I firmly believe, from my own experiences, that this God of whom the Bible speaks is our own wonderful human imagination; that God and the human imagination are one; that all natural effects in the world, though they are created by the Spirit of God, are caused by Spirit. So, “every natural effect has a spiritual cause, and not a natural. A natural cause only seems; it is a delusion of our” — fading, I would say, “memory.” (Blake, from “Milton”) For here in this world I can’t quite remember when I imagined that which is now taking place in my world. I do not recall it. I can’t quite remember when I set it in notion.
But if this is Law, — and a Law that no man can break, — at some time, somewhere, I imagined what I am now encountering; that my present moment is not really receding into the past; it is advancing into the future to confront me, but I forgot it. And I now think it has a natural or physical cause, and it does not have a natural cause.
“Every natural effect has a spiritual cause,” or the Bible is completely wrong. For we are told: “By Him all things were made,” — without exception; “and without Him was not anything made that was made.” And: “He is Spirit,” and “the Spirit of God dwells in me.” Well, if He dwells in me, I have identified Him with my imagination. Only on this level, I do not remember having imagined it; but along the way, I must have if this is Principle.

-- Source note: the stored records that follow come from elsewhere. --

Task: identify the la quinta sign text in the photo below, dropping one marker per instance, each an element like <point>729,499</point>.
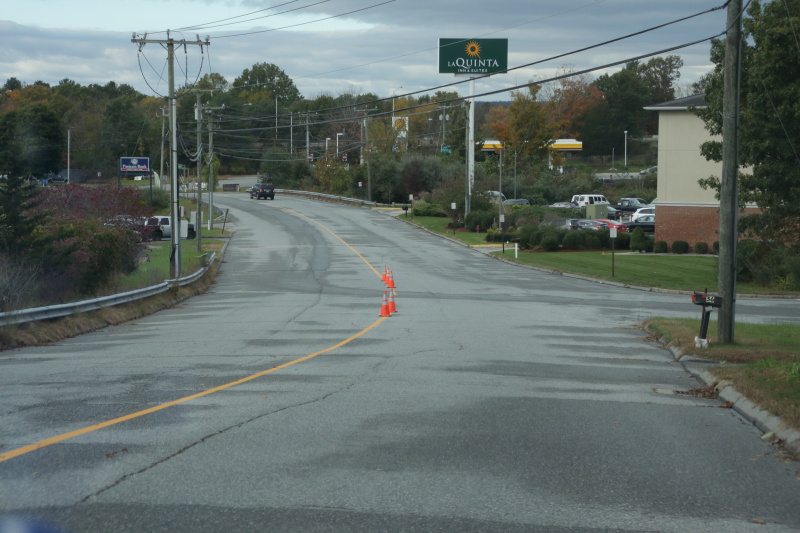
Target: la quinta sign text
<point>473,56</point>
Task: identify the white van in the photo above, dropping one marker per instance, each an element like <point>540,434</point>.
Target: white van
<point>589,199</point>
<point>496,197</point>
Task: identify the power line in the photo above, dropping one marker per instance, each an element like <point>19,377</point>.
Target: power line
<point>304,23</point>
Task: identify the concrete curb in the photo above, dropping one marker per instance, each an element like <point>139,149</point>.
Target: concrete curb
<point>761,418</point>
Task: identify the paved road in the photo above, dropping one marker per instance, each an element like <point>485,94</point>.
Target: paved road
<point>498,398</point>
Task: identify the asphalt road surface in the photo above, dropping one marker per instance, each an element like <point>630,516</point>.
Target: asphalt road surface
<point>498,398</point>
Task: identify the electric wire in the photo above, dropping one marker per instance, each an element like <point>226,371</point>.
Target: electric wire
<point>305,23</point>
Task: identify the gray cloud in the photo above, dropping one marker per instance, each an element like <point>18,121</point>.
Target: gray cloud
<point>324,59</point>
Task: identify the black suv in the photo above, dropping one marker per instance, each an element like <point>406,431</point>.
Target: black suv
<point>263,190</point>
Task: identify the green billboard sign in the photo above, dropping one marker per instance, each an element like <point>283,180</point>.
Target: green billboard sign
<point>473,56</point>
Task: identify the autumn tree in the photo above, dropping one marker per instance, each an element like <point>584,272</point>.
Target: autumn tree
<point>769,120</point>
<point>571,99</point>
<point>530,131</point>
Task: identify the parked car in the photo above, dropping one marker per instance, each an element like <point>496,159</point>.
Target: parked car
<point>585,224</point>
<point>621,227</point>
<point>163,223</point>
<point>630,205</point>
<point>589,199</point>
<point>613,212</point>
<point>263,190</point>
<point>646,222</point>
<point>651,170</point>
<point>564,205</point>
<point>642,212</point>
<point>562,223</point>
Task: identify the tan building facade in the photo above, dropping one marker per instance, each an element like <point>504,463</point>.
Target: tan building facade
<point>684,210</point>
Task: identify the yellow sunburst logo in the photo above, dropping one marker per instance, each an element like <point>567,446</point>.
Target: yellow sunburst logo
<point>473,49</point>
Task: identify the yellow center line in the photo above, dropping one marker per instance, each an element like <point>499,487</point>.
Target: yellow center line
<point>65,436</point>
<point>323,226</point>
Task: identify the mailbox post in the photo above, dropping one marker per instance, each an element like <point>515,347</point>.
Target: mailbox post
<point>708,302</point>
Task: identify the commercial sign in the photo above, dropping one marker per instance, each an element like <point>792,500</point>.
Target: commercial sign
<point>473,56</point>
<point>134,164</point>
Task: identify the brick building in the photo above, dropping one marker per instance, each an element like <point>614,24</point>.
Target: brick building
<point>684,211</point>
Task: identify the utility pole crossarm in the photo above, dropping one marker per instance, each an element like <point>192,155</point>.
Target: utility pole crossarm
<point>175,223</point>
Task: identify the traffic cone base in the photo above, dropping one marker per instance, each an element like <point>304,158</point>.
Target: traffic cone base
<point>385,307</point>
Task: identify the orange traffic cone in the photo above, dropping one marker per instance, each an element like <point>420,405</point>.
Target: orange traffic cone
<point>385,307</point>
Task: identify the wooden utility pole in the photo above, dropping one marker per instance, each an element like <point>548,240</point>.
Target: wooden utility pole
<point>175,256</point>
<point>729,186</point>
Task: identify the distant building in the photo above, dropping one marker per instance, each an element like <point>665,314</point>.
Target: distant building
<point>684,210</point>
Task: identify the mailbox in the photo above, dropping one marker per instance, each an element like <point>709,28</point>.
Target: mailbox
<point>707,301</point>
<point>704,299</point>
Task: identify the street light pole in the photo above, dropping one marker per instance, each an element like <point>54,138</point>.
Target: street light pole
<point>626,149</point>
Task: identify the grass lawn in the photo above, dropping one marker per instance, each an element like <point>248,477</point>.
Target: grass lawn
<point>764,361</point>
<point>156,268</point>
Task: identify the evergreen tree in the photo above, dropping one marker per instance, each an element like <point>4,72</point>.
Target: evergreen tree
<point>18,221</point>
<point>769,121</point>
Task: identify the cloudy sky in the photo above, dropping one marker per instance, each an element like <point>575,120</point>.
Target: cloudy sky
<point>337,46</point>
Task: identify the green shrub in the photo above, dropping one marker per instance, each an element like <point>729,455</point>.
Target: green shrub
<point>573,240</point>
<point>680,247</point>
<point>592,240</point>
<point>425,209</point>
<point>484,219</point>
<point>623,241</point>
<point>640,240</point>
<point>550,241</point>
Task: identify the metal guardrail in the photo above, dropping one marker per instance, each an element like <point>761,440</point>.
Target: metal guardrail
<point>55,311</point>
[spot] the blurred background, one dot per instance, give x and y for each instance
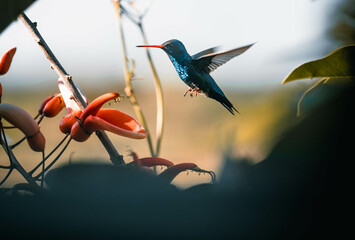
(85, 38)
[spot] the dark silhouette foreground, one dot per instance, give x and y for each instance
(301, 190)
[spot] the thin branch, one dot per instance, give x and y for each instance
(54, 161)
(115, 157)
(44, 159)
(159, 96)
(7, 175)
(128, 77)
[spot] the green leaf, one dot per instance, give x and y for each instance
(338, 64)
(10, 9)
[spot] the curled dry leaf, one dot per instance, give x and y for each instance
(170, 173)
(154, 161)
(6, 60)
(43, 104)
(24, 121)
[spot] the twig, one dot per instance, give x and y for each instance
(159, 96)
(54, 161)
(128, 77)
(115, 157)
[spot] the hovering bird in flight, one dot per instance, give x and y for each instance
(195, 70)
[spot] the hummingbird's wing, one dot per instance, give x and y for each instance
(205, 52)
(212, 61)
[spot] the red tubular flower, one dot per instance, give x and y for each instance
(6, 60)
(43, 104)
(0, 92)
(24, 121)
(93, 118)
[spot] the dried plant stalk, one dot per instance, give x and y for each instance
(128, 73)
(115, 157)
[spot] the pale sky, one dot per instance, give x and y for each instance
(84, 36)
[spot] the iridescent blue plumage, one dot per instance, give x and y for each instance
(194, 70)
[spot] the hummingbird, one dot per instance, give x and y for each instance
(195, 70)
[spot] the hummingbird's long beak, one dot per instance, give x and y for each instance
(156, 46)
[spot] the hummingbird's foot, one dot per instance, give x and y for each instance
(188, 90)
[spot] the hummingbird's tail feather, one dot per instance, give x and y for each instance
(224, 101)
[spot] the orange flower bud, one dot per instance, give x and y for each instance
(54, 106)
(25, 122)
(78, 133)
(68, 121)
(6, 61)
(95, 105)
(43, 104)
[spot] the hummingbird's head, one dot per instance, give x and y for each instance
(172, 47)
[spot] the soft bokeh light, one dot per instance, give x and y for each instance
(84, 36)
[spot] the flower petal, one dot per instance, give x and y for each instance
(95, 105)
(116, 122)
(23, 121)
(6, 60)
(78, 133)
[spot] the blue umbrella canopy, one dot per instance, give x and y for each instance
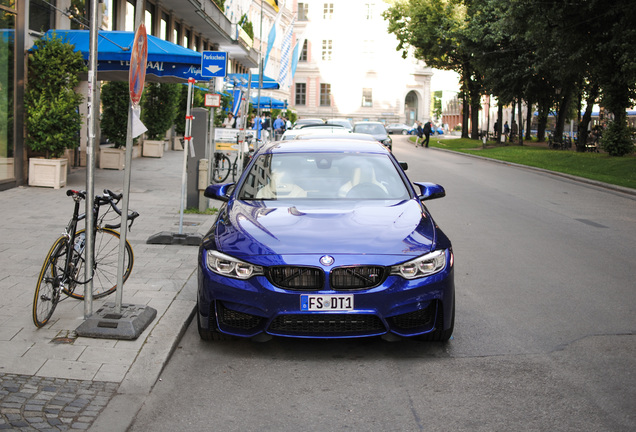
(167, 62)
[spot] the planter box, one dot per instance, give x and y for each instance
(47, 172)
(112, 158)
(152, 148)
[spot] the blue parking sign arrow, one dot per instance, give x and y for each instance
(213, 64)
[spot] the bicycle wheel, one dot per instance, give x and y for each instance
(221, 169)
(104, 265)
(47, 289)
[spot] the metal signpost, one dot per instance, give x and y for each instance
(111, 321)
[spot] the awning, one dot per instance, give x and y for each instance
(167, 62)
(240, 80)
(268, 102)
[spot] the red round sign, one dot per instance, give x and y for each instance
(138, 58)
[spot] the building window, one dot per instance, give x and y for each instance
(130, 17)
(327, 13)
(108, 14)
(301, 94)
(7, 121)
(367, 97)
(149, 18)
(304, 51)
(325, 94)
(303, 12)
(163, 26)
(41, 16)
(327, 48)
(368, 48)
(176, 33)
(368, 9)
(186, 39)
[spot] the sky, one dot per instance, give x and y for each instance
(444, 80)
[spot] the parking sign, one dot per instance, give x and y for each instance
(213, 64)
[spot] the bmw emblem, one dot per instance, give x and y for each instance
(326, 260)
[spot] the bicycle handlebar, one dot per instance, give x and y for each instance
(109, 197)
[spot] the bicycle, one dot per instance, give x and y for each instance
(223, 166)
(63, 269)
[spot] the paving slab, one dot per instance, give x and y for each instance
(51, 379)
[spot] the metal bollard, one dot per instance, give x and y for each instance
(203, 184)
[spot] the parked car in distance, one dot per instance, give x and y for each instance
(400, 128)
(376, 129)
(325, 239)
(310, 129)
(301, 122)
(343, 122)
(337, 134)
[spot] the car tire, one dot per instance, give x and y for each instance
(439, 334)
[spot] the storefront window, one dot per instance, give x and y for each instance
(7, 50)
(41, 16)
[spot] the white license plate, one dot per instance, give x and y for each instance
(326, 302)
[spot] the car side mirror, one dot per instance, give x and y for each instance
(220, 192)
(429, 191)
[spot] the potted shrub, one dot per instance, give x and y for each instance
(53, 120)
(159, 109)
(115, 98)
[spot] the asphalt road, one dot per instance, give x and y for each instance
(544, 332)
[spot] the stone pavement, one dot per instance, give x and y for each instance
(50, 379)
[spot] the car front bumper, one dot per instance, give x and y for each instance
(248, 308)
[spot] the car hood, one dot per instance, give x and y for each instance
(247, 228)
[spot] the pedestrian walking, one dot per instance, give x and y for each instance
(279, 127)
(427, 133)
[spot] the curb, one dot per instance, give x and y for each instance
(616, 188)
(122, 409)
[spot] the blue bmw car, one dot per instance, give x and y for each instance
(325, 239)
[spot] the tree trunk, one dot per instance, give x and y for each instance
(465, 113)
(499, 120)
(584, 124)
(529, 122)
(563, 109)
(519, 107)
(542, 120)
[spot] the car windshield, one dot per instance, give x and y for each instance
(369, 128)
(323, 176)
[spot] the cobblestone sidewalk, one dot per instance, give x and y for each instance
(32, 403)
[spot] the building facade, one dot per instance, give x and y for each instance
(349, 66)
(199, 26)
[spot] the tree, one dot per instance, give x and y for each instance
(436, 32)
(53, 120)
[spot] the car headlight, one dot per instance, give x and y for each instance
(425, 265)
(226, 265)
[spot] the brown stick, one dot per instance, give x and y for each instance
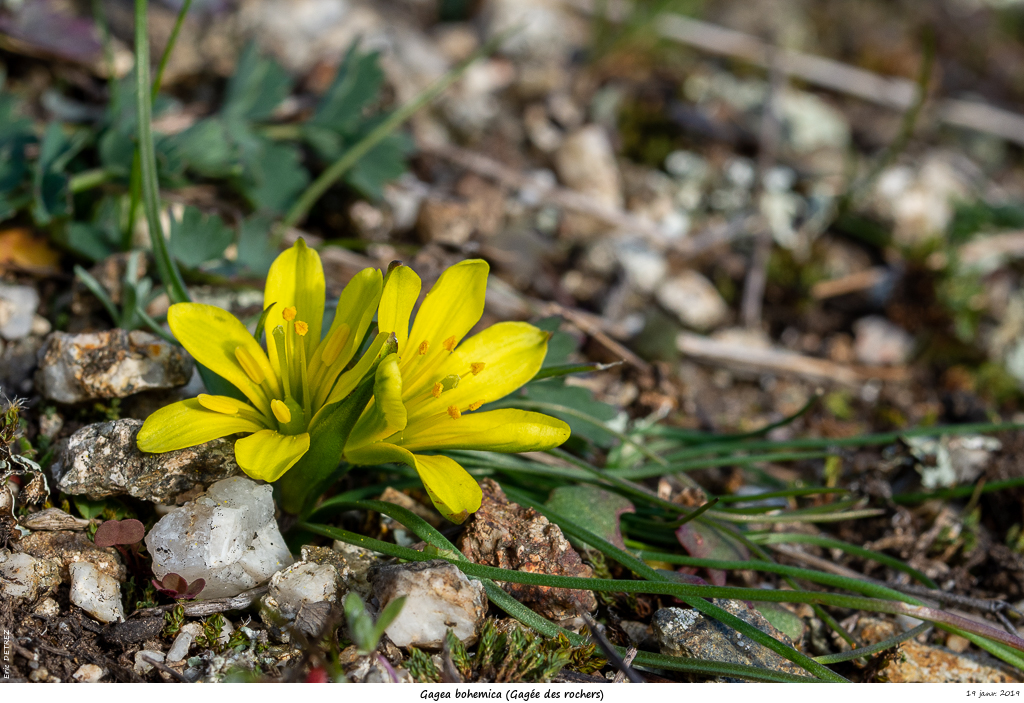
(782, 361)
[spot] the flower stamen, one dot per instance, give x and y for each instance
(280, 341)
(281, 411)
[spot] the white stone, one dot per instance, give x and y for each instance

Now let me share with you some of my experiences. We are in this room tonight, and the room — at this moment — is more real to us than anything in the world. It has a cubic reality, because we are in it. Think of your home; you know your home far better than you know this room, but your home — at this moment — is not as real as this room. This room now occupies reality to you, and everything else is shadowy as you think of it. Why is this real? Because you have entered it. You are in it. You occupy it.
This I know from experience. Sitting in a chair, suddenly I am seeing what reason tells me I should not see. I am seeing what seems to be the interior of a home. Or lying on my bed, I see the interior, — or it seems to be, — of a great hotel, an unoccupied suite ready for occupancy but not occupied. It was just as vivid as any painting of a great artist. An artist would give us the impression of a three-dimensional picture. We know, for reason tells us, that it is on a flat surface; it is simply depicting three dimensions, but it is all on a flat surface.Well, while seated in the chair or lying on my bed, my consciousness follows vision, and I entered that room. I actually occupied it. I came back to where I was seated, on one occasion, –to where I was lying on my bed on another; and then I went back, and again it took on a cubic reality.
I came back knowing exactly what I am doing, and knowing this whole thing makes no sense whatsoever to the rational mind, but I cannot deny what I am experiencing. Here I have the evidence, — no one to share it with, but I have the evidence. I came back, and then went back into the picture. At the moment I entered the picture, it took on cubic reality; and after doing it maybe a dozen times or more, I said to myself, “I am going to explore. This time I am going to go right into it and remain there and explore,” which I did.